/ 17 October 2011

Retrenchment benefits increase

Those facing retrenchment or retirement can look forward to better tax breaks from this year.

Those facing retrenchment or retirement can look forward to better tax breaks from this year, with retrenchment or retirement tax-free payments increasing from R30 000 in a lifetime to R315 000, effective from the 2012 tax year.

This is according the Ron Warren, executive chairperson of payroll software company NuQ, who says that prior to March 2011, if an employee was retrenched or put on retirement, the extra payments made to the employee because of the retirement or retrenchment were tax-free up to a specified limit of R30 000. Anything in excess of this limit was taxed at the employee’s average rate of tax for that year.

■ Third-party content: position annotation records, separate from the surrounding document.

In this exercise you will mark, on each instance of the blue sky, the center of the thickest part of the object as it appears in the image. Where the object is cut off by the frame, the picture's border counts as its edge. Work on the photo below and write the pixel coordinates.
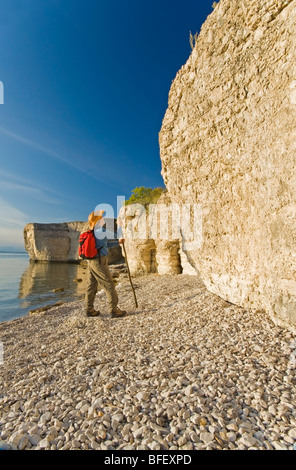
(86, 87)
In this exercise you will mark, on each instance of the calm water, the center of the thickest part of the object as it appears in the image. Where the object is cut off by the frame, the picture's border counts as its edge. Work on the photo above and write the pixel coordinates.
(25, 285)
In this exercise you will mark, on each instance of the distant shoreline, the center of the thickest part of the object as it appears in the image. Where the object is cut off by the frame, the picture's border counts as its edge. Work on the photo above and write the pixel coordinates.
(14, 252)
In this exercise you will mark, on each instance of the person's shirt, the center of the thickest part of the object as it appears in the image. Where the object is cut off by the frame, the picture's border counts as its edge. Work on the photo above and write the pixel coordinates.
(102, 235)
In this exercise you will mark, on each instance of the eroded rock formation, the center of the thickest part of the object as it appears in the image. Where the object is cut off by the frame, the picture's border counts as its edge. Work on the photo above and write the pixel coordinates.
(228, 142)
(60, 241)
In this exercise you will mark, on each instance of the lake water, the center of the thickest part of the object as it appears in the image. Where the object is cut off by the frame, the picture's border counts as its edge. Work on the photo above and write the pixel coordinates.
(26, 285)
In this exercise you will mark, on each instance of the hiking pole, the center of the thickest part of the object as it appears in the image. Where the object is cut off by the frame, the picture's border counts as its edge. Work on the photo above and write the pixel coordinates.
(129, 274)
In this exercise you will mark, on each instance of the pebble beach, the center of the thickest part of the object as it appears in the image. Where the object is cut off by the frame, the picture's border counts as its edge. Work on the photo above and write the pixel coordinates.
(186, 370)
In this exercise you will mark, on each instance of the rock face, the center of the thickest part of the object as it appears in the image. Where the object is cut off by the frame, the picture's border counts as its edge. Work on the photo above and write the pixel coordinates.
(147, 250)
(59, 242)
(228, 142)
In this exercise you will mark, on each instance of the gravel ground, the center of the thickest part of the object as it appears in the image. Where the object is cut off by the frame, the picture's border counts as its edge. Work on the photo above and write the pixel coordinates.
(184, 371)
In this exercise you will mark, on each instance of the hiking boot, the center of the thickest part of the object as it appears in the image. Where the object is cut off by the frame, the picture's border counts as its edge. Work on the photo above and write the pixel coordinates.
(117, 313)
(91, 312)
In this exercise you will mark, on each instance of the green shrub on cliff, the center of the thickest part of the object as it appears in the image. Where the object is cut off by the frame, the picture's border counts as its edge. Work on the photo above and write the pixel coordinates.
(145, 196)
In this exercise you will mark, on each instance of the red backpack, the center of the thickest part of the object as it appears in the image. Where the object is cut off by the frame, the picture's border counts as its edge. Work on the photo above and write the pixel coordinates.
(87, 245)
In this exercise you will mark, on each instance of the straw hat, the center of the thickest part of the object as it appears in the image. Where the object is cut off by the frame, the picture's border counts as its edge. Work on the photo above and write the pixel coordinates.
(94, 218)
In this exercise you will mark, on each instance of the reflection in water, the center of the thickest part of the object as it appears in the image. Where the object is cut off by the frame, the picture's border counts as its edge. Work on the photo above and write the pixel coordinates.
(49, 282)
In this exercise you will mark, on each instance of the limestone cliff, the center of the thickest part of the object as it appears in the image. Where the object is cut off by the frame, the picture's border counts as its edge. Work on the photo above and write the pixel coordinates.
(228, 142)
(59, 241)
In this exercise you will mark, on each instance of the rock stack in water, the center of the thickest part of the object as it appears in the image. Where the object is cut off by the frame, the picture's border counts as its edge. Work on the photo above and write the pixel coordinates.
(228, 143)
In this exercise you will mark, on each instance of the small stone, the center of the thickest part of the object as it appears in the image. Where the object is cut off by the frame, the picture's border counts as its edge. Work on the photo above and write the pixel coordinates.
(142, 396)
(44, 443)
(45, 417)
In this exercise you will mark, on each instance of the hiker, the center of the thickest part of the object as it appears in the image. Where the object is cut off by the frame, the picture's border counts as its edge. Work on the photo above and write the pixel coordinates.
(98, 269)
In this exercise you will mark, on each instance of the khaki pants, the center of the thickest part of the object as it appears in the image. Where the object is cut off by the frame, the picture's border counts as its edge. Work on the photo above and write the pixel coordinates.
(99, 276)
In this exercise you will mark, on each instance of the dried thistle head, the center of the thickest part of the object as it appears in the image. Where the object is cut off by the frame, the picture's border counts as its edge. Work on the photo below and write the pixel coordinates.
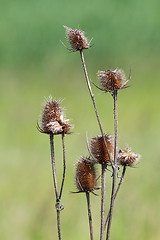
(111, 80)
(99, 151)
(76, 39)
(85, 175)
(53, 119)
(128, 158)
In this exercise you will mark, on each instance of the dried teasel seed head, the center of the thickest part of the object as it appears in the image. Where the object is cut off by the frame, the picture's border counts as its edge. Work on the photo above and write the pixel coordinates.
(85, 175)
(76, 39)
(111, 80)
(128, 158)
(99, 151)
(53, 119)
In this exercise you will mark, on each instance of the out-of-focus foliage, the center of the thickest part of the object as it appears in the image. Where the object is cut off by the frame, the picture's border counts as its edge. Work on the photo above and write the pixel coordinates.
(33, 65)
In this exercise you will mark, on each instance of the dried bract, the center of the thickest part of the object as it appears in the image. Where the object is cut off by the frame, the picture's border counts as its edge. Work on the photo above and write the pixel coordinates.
(128, 158)
(99, 151)
(53, 119)
(76, 39)
(111, 80)
(85, 175)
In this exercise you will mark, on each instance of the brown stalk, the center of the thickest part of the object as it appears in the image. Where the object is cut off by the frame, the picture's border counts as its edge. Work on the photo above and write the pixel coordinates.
(57, 205)
(103, 192)
(114, 166)
(101, 130)
(117, 190)
(89, 215)
(64, 167)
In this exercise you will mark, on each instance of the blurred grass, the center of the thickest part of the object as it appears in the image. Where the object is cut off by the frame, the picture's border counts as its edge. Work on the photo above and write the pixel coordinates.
(34, 65)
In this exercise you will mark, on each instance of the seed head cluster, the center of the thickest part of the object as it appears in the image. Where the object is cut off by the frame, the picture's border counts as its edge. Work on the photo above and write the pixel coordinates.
(111, 80)
(53, 119)
(85, 175)
(76, 39)
(128, 158)
(99, 151)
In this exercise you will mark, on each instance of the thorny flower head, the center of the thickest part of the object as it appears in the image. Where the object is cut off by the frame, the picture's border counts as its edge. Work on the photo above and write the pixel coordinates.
(85, 175)
(76, 39)
(52, 120)
(128, 158)
(99, 151)
(111, 80)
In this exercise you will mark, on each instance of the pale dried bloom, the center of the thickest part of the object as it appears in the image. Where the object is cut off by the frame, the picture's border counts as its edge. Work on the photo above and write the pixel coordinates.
(85, 175)
(128, 158)
(76, 39)
(53, 119)
(99, 151)
(111, 80)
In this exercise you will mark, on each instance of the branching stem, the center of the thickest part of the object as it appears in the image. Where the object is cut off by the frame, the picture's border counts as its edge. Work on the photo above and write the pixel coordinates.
(114, 166)
(93, 100)
(64, 167)
(89, 215)
(57, 205)
(117, 190)
(103, 193)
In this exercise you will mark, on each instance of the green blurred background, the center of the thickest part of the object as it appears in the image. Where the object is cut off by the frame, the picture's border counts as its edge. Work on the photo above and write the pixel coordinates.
(33, 65)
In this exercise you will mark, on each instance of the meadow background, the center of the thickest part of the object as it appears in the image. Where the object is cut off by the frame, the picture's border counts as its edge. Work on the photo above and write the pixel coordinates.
(33, 65)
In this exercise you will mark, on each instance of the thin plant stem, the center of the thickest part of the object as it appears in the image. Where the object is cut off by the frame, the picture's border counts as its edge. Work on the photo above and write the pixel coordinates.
(120, 182)
(101, 130)
(103, 193)
(114, 166)
(117, 190)
(64, 167)
(93, 100)
(57, 205)
(89, 215)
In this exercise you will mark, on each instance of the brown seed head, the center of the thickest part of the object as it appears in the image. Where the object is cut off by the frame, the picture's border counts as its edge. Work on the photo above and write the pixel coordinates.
(99, 151)
(111, 80)
(53, 119)
(128, 158)
(85, 175)
(76, 39)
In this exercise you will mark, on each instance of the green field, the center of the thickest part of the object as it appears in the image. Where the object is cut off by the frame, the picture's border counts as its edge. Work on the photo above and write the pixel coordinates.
(33, 65)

It was only the additional payments due to such an employee that were tax-free, and not the normal salary and leave pay due to the employee up to the date of retirement/retrenchment.

“Such additional payments were tax-free up to an aggregate amount of R30 000,” Warren explains. “That was a lifetime aggregate, so that if an employee was retrenched twice and used up R20 000 on the first retrenchment, he or she would only be entitled to R10 000 tax-free on the second retrenchment or, if he was retrenched once only, on retirement.”

From March 2011, such payments are treated in the same way as payments from a pension or retirement fund on death or retirement. Warren says that this means that such payments are tax-free up to an aggregate amount of R315 000.

“In other words, all retrenchment payments, plus retirement payments, plus lump sum payments from a pension or retirement fund on retirement or death are tax-free until the combined total of such payments reaches R315 000,” he adds. “Once this limit is reached, all future payments are taxed in accordance with the rates applicable to lump sum payments from a pension or retirement fund on retirement or death. These tax rates are much more favourable than normal income tax rates.”